Originally planned as a one-story building away from the Clinic’s main campus, the lab now will be built on the property at Carnegie Avenue and E. 105th Street. “We have no firm groundbreaking,” Kottke-Marchant said. “The EE building is there now. We are relocating individuals in that building,” which would be razed to make way for the lab.

“We’re really excited about that site” because it would allow the new lab to be connected to the Clinic’s main campus with a skybridge, she said.

The lab has gone up in size to about 130,000 square feet, Kottke-Marchant said. The price tag for building and equipping the lab building, which would be four floors high, also has grown, but she declined to say by how much.

While the size of the lab has grown, the size of its likely employment in five years has fallen to between 350 and 400, Kottke-Marchant said. “A majority of the new positions will be technical, like medical technologists,” she said. Employment would grow as demand for tests grows.

In February, the lab expansion was part of the Clinic’s overall plan to create and increase revenue with new businesses. Since then, the Clinic’s emerging business unit has lost its leader and taken a new one — Dr. Michael Modic.

The reference lab was planned, in part, to capture a bigger part of the market for esoteric tests — tests that are too complicated or too expensive for most hospitals to do. The market for these tests is growing between 10 percent and 15 percent per year and offers higher profit margins than the market for routine tests.

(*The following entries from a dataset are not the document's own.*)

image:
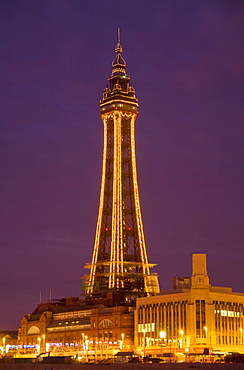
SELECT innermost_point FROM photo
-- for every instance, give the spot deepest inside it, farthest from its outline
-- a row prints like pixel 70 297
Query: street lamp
pixel 144 342
pixel 206 331
pixel 122 340
pixel 4 345
pixel 44 341
pixel 38 345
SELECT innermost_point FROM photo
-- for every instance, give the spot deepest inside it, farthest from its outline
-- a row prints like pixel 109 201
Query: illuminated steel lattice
pixel 120 259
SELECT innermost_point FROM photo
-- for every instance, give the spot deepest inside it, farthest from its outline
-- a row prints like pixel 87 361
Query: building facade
pixel 120 261
pixel 194 317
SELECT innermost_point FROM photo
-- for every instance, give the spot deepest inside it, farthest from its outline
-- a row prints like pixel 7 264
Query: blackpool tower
pixel 120 261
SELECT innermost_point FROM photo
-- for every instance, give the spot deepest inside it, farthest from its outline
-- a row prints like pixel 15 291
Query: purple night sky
pixel 185 60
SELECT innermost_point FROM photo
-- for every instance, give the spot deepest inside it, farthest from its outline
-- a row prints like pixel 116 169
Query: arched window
pixel 105 323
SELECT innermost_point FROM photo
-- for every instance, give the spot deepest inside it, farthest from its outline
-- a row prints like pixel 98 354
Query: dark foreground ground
pixel 125 366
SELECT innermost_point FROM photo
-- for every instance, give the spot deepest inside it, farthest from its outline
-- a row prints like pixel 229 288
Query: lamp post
pixel 44 341
pixel 4 345
pixel 122 340
pixel 38 345
pixel 144 342
pixel 162 335
pixel 181 340
pixel 206 332
pixel 241 338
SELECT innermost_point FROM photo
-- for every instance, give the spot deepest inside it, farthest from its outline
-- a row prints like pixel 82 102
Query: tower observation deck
pixel 119 261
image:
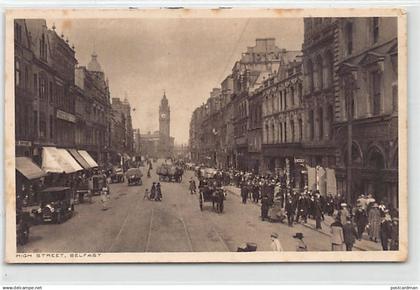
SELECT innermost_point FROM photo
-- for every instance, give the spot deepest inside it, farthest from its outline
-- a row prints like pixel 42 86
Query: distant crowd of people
pixel 281 203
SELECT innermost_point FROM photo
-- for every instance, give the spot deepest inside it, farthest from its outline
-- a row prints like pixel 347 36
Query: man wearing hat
pixel 300 245
pixel 386 231
pixel 349 234
pixel 275 243
pixel 395 234
pixel 374 218
pixel 344 213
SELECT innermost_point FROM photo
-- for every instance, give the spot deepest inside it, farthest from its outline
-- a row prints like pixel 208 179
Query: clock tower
pixel 164 118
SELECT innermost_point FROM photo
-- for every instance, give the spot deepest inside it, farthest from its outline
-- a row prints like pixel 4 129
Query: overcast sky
pixel 185 57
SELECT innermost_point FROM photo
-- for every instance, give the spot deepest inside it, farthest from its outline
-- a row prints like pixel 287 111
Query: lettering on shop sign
pixel 58 255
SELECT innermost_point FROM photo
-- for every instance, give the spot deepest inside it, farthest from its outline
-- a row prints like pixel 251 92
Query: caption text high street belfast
pixel 294 149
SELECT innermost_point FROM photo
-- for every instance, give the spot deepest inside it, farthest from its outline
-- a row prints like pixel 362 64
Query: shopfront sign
pixel 23 143
pixel 66 116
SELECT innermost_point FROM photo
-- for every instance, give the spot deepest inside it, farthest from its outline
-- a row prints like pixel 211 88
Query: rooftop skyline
pixel 142 58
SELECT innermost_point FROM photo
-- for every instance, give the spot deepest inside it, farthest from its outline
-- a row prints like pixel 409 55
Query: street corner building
pixel 292 147
pixel 325 117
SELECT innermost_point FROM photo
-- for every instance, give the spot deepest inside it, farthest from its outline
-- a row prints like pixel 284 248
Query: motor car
pixel 56 205
pixel 22 227
pixel 134 176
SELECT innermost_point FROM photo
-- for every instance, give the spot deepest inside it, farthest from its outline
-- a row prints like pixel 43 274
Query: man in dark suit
pixel 350 234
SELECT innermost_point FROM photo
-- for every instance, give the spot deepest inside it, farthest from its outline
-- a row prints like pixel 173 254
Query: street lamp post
pixel 350 86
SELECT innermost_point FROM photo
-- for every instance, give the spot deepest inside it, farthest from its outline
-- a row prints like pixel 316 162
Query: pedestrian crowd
pixel 282 203
pixel 155 192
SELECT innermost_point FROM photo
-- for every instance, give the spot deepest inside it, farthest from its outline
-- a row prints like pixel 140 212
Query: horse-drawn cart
pixel 210 190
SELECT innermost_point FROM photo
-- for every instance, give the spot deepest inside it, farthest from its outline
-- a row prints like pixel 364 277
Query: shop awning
pixel 88 158
pixel 79 158
pixel 69 159
pixel 53 161
pixel 29 169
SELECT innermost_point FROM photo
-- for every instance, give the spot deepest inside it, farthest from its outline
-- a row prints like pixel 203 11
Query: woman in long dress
pixel 374 219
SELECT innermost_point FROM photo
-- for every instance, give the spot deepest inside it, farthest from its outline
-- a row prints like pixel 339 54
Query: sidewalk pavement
pixel 363 245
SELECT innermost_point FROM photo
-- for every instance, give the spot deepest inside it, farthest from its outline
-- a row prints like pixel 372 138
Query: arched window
pixel 300 94
pixel 285 131
pixel 330 122
pixel 318 73
pixel 281 132
pixel 311 125
pixel 292 95
pixel 18 73
pixel 266 133
pixel 310 75
pixel 292 130
pixel 349 38
pixel 328 69
pixel 376 159
pixel 300 129
pixel 273 132
pixel 356 155
pixel 281 101
pixel 321 123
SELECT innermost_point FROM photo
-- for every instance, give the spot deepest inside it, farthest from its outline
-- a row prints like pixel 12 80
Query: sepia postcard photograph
pixel 198 136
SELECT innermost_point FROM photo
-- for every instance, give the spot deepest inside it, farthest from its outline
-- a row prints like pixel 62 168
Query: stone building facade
pixel 122 139
pixel 319 102
pixel 44 89
pixel 282 124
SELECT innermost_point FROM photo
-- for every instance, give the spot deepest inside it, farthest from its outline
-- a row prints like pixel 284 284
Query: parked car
pixel 117 175
pixel 97 183
pixel 57 205
pixel 134 176
pixel 22 227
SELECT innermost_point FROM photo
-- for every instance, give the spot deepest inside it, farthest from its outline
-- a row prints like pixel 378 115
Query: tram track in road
pixel 117 237
pixel 149 232
pixel 187 233
pixel 212 226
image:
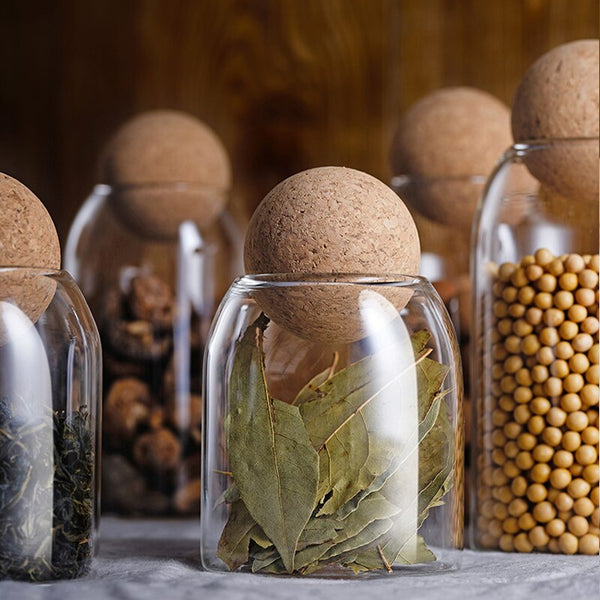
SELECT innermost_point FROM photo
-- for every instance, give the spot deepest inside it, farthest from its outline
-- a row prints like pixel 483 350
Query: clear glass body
pixel 50 389
pixel 332 445
pixel 153 299
pixel 535 352
pixel 446 254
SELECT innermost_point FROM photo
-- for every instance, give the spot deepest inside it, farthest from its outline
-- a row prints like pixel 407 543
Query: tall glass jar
pixel 535 351
pixel 50 388
pixel 153 297
pixel 443 208
pixel 328 454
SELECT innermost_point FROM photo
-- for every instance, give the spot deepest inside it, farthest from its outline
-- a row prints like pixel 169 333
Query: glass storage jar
pixel 153 297
pixel 50 388
pixel 446 253
pixel 332 454
pixel 535 351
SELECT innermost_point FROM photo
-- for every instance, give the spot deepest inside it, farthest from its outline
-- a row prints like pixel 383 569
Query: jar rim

The market for tests like molecular and DNA testing is growing fast because of medical discoveries and technology advances. “Esoteric testing growth hasn’t slowed down,” despite an economic recession, Kottke-Marchant said.

Her pathology institute also is near completing a Center for Test Development that would be a “new laboratory for assisting new test development,” she said. Dr. Tom Daly leads that center and already has hired two people to begin staffing it, she said.

Initially, the expanded reference lab would serve doctors who staff Cleveland Clinic-owned hospitals in Northeast Ohio, Kottke-Marchant said. “The next step would be Cleveland Clinic-affiliated physicians, and then non-Cleveland Clinic physicians,” she said.

The Clinic also is equipping its nine regional hospitals in the region with high-volume equipment to do routine testing. That could drive testing business from other hospitals and health facilities to the regional hospitals. “It’s a slight variation from the original plan” for the reference lab expansion, Kottke-Marchant said, that “we’ve discussed and developed with all the hospital presidents.”

Already, the Clinic has begun to help educate technologists who could staff its expanded laboratory. The Clinic’s medical technologist program, which started in July with three students, now has 10 students, she said. Medical laboratory technician programs at Lakeland Community College and Cuyahoga Community College are expected to begin in January. And a master’s level pathologists’ assistant program is planned for July 2010, she said.